Grundsätzliches zur Unterhaltsberechnung
Bei der Bemessung des Trennungs- und nachehelichen Ehegattenunterhalts gilt grds. der Halbteilungsgrundsatz. Das heißt, dass jedem Ehegatten die Hälfte des verteilungsfähigen Gesamteinkommens zusteht.
Beispiel:
Der Ehemann erzielt ein bereinigtes Nettoeinkommen i. H. von 3.000, -€ und die Ehefrau eines i. H. von 1.400,- €.
Dann beträgt das Gesamteinkommen 4.400,- € .
Die Hälfte hiervon, mithin 2.200,- € ist der Unterhaltsbedarf der Ehefrau. Das muß ihr nach der Trennung zur Verfügung stehen.
Da sie selbst 1.400,- € verdient hat sie noch einen Anspruch auf Zahlung von 800,- € Unterhalt gegenüber ihrem Ehemann.
Wenn unter Bezugnahme auf das Beispiel nun der Ehemann monatliche Einkünfte i. H. von 15.000,- € erzielt würde das bedeuten, dass der Ehefrau ein Unterhaltsanspruch i. H. von (15.000,- plus 1.400,- € gleich 16.400,- € mal 1/2 gleich 8.400,- € minus 1.400,- € ) 7.000,- € zustünde.
Kann das sein?
Um diese Frage zu beantworten muß man hinterfragen, welchen Zweck der Unterhalt nach dem Willen des Gesetzgebers erfüllen soll.
Unterhalt und Lebensbedarf
Der Unterhalt soll der Deckung des in der Ehe gelebten Lebensbedarfes dienen. Er soll also das abdecken, was der den Unterhalt beanspruchende Ehegatte während der Ehe monatlich ausgegeben hat.
Er ist aber nicht dazu bestimmt, dass der Ehepartner hiervon Vermögen bilden kann.
Natürlich kann der Lebensbedarf bei gehobenen Einkommensverhältnissen auch mehrere tausend Euro betragen.
Andererseits ist bei gehobenen Einkünften üblicherweise auch davon auszugehen, dass ein Teil davon nicht zur Deckung des Lebensbedarfs sondern zur Vermögensbildung ausgegeben wird.

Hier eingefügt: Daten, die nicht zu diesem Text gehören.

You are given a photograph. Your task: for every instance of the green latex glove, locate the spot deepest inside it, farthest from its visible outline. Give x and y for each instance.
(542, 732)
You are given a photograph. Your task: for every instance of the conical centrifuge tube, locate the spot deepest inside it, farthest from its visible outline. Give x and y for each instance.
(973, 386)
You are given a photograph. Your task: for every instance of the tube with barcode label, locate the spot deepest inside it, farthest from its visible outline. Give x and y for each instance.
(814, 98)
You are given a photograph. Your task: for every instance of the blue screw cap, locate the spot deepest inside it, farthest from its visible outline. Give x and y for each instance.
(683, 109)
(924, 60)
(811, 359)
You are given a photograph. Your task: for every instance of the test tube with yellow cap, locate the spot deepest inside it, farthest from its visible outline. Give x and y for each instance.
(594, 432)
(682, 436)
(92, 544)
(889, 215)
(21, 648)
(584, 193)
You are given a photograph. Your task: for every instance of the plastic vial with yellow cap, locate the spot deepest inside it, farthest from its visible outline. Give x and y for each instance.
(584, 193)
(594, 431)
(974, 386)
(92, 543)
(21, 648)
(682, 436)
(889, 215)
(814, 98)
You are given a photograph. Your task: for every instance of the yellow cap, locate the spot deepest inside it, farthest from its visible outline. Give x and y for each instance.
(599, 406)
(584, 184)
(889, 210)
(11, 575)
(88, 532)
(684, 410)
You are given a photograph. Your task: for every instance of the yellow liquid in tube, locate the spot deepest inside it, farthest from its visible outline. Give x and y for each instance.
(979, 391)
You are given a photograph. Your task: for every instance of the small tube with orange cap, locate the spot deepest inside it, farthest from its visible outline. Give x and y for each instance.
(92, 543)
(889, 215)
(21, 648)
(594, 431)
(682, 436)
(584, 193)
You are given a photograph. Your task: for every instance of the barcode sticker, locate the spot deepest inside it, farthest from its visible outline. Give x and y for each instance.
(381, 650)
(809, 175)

Diesen Umständen wird jedoch mit einer strikten Durchführung des Halbteilungsgrundsatzes in keinster Weise Rechnung getragen.
Aus diesem Grunde mußte für solche Fälle eine Möglichkeit der Begrenzung der Unterhaltshöhe geschaffen werden. Andererseits sollte jedoch auch der Umstand berücksichtigt werden, dass das Konsumverhalten individuell sehr unterschiedlich ist.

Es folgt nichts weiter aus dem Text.